US farmers allege USDA distorts crop estimates to disturb Trump's re-election
USDA deliberately overestimates corn crops in the US as part of a conspiracy aimed at harming US President Donald Trump in the 2020 elections, Successful Farming writes.
"The USDA is a natural scapegoat and a topic of conspiracy theories among farmers suspicious of its sprawling bureaucracy, career employees, and its research that sometimes conflicts with what they see on their own farms," the message says.
Trump has faced backlash from agricultural groups, ethanol producers, and Midwestern politicians upset that his trade war with China has slashed export sales of U.S. soybeans and other crops. Also, Corn futures tumbled after the government forecast a big crop when a flood-ridden spring stalled plantings. Corn-based ethanol plants shuttered after the administration granted waivers to dozens of exempting oil refineries.
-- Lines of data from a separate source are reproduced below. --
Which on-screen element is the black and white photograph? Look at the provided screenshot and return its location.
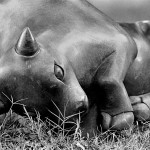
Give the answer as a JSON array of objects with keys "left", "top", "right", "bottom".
[{"left": 0, "top": 0, "right": 150, "bottom": 150}]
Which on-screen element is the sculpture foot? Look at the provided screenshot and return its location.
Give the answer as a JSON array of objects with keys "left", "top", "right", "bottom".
[
  {"left": 130, "top": 93, "right": 150, "bottom": 121},
  {"left": 101, "top": 112, "right": 134, "bottom": 130}
]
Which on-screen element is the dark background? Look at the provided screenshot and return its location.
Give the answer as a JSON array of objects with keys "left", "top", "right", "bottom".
[{"left": 88, "top": 0, "right": 150, "bottom": 22}]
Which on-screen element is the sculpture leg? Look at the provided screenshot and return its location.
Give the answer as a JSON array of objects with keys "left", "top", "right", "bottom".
[
  {"left": 130, "top": 93, "right": 150, "bottom": 121},
  {"left": 95, "top": 47, "right": 134, "bottom": 130}
]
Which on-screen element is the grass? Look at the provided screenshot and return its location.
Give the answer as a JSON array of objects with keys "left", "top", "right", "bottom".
[
  {"left": 0, "top": 94, "right": 150, "bottom": 150},
  {"left": 0, "top": 111, "right": 150, "bottom": 150}
]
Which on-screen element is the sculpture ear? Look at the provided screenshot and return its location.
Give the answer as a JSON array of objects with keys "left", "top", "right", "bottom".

Grain farmers were already furious that corn futures prices posted their biggest drop in three years after USDA estimated a bigger-than-expected crop on Aug. 12, despite floods that slowed planting.
Wes Hitchcock, a corn farmer and Trump supporter in Sparks, Nebraska, wrote a 1,700-word paper titled “USDA vs. Trump” and has repeatedly posted it on Facebook in a grain market discussion group with 13,000 members, Successful Farming reports.
Hitchcock said he was unable to plant about 30% of the 2,200 corn acres he had planned to grow because of heavy rains this spring. The corn he did manage to plant is not looking great, either, he said.
“I’m going bankrupt and everybody else will this year, too,” he said in a phone interview with Reuters.
American farmers helped elect President Donald Trump in 2016 on hopes he would shake up Washington and turn around a struggling agricultural economy, but many of his policies have actually stung farmers, notably his trade war with China and biofuel waivers for oil refiners.
Trump’s approval rating was 71% as of Aug. 23, down from 79% in July, according to trade publication Farm Journal Pulse’s poll of 1,153 farmers.